What makes this diff less upstreamable IMO is that other LSPs probably can't make the same assumptions as us; their offline peers can't always come online in time so they need a persistent queue for these messages.
Right, I think that was kinda my point - its not entirely clear to me what the right DoS limits are here, and we'll have to figure them out in a general sense, not just for y'all. I think at a minimum that means some logic to figure out if the peer we're told to keep a message for is even a peer we care about (we don't know which channels we have in the OnionMessenger), which would be a bunch more work, I imagine.

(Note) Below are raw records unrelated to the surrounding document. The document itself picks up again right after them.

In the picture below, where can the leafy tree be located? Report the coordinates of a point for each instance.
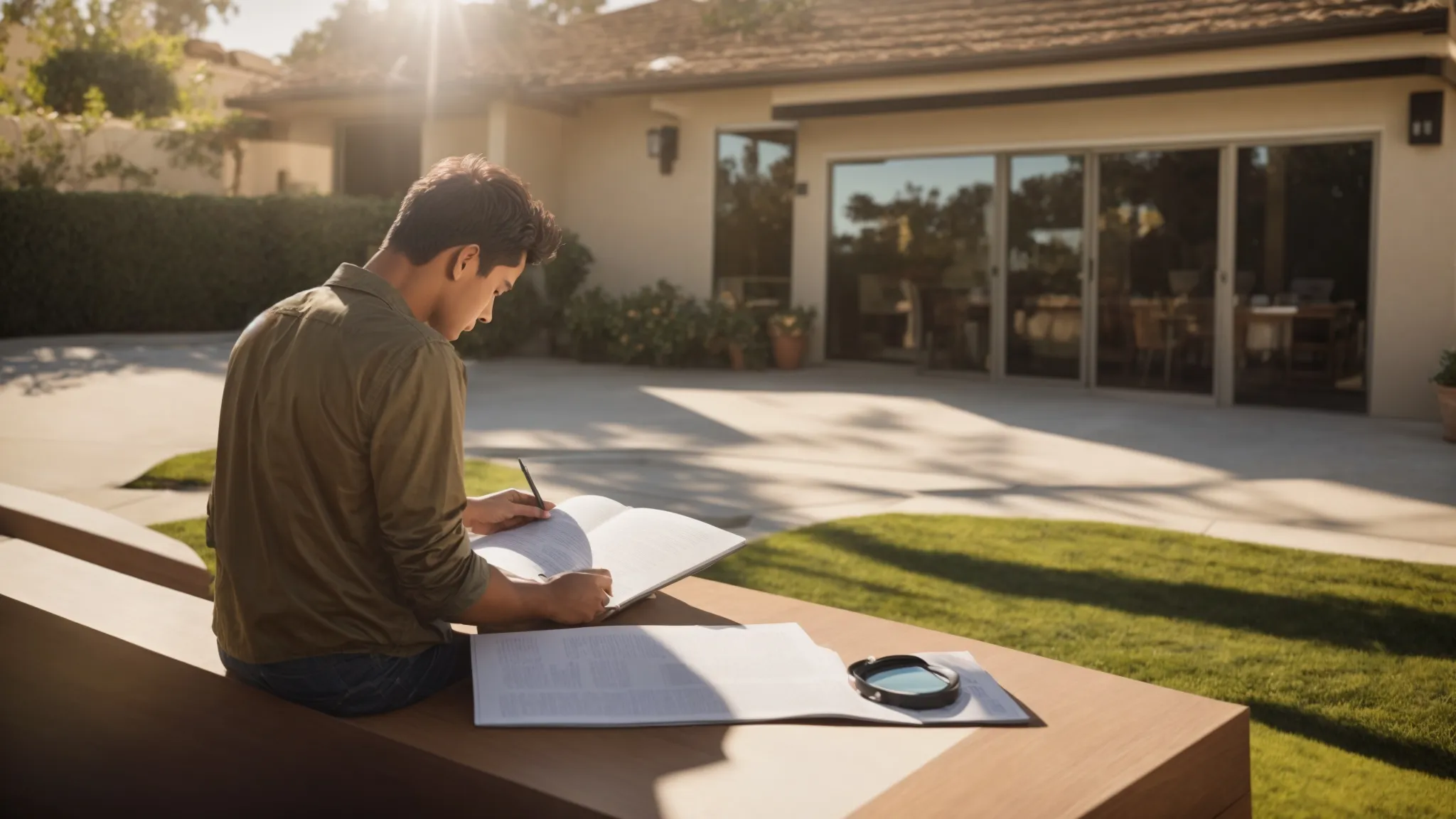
(91, 22)
(132, 82)
(207, 139)
(101, 60)
(54, 152)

its not entirely clear to me what the right DoS limits are here, and we'll have to figure them out in a general sense,
FWIW, given that we start introducing multiple anti-DoS limits in different parts of the codebase (e.g., also in lightning-liquidity, PeerManger, etc), I wonder if we'd need to start looking into a more general 'peer scoring' approach? Otherwise we may end up with limits that look alright by themselves, but an adversary might try to exploit all of them at the same time, and accumulated they might not hold up?
I'm pretty skeptical of scores generally. Either a peer is wasting your resources or they aren't - if they are, disconnect (and ban) if they aren't, chill. We should definitely consider unifying some of our DoS limits especially as we often care about the "peer has a channel with us" distinction to exempt many peers from some DoS limits.